15 SQL Join Interview Questions and Answers
Prepare for your interview with this guide on SQL joins. Enhance your skills in combining data from multiple tables with practical examples and answers.
Prepare for your interview with this guide on SQL joins. Enhance your skills in combining data from multiple tables with practical examples and answers.
SQL joins are fundamental for querying relational databases, allowing you to combine rows from two or more tables based on related columns. Mastery of SQL joins is essential for data analysis, reporting, and backend development, making it a critical skill for many technical roles. Understanding the various types of joins—inner, outer, left, right, and cross—enables you to efficiently retrieve and manipulate data, providing deeper insights and more robust applications.
This article offers a curated selection of SQL join questions and answers to help you prepare for your upcoming interview. By familiarizing yourself with these scenarios, you will enhance your ability to tackle complex data queries and demonstrate your proficiency in SQL joins, setting you apart as a knowledgeable candidate.
An INNER JOIN combines rows from two or more tables based on a related column, returning only the rows with matches in both tables. Here’s an example using the employees and departments tables:
SELECT employees.employee_id, employees.employee_name, departments.department_name FROM employees INNER JOIN departments ON employees.department_id = departments.department_id;
A LEFT JOIN returns all records from the left table and the matched records from the right table. If there is no match, the result is NULL on the right side.

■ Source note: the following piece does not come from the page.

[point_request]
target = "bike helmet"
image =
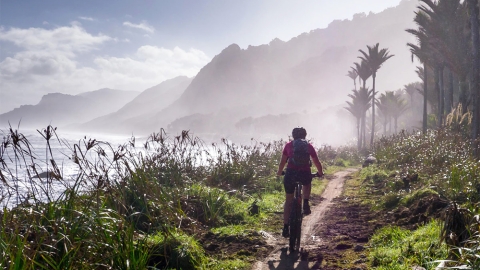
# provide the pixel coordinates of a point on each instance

Here’s an example with orders and customers:
SELECT orders.order_id, orders.order_date, customers.customer_name FROM orders LEFT JOIN customers ON orders.customer_id = customers.customer_id;
If there are no matching rows in customers, customer_name will be NULL.
A RIGHT JOIN returns all records from the right table and the matched records from the left table. If there is no match, the result is NULL on the left side. Here’s an example with products and suppliers:
SELECT products.product_id, products.product_name, suppliers.supplier_id, suppliers.supplier_name FROM products RIGHT JOIN suppliers ON products.supplier_id = suppliers.supplier_id;
If a supplier has no associated products, product_id and product_name will be NULL.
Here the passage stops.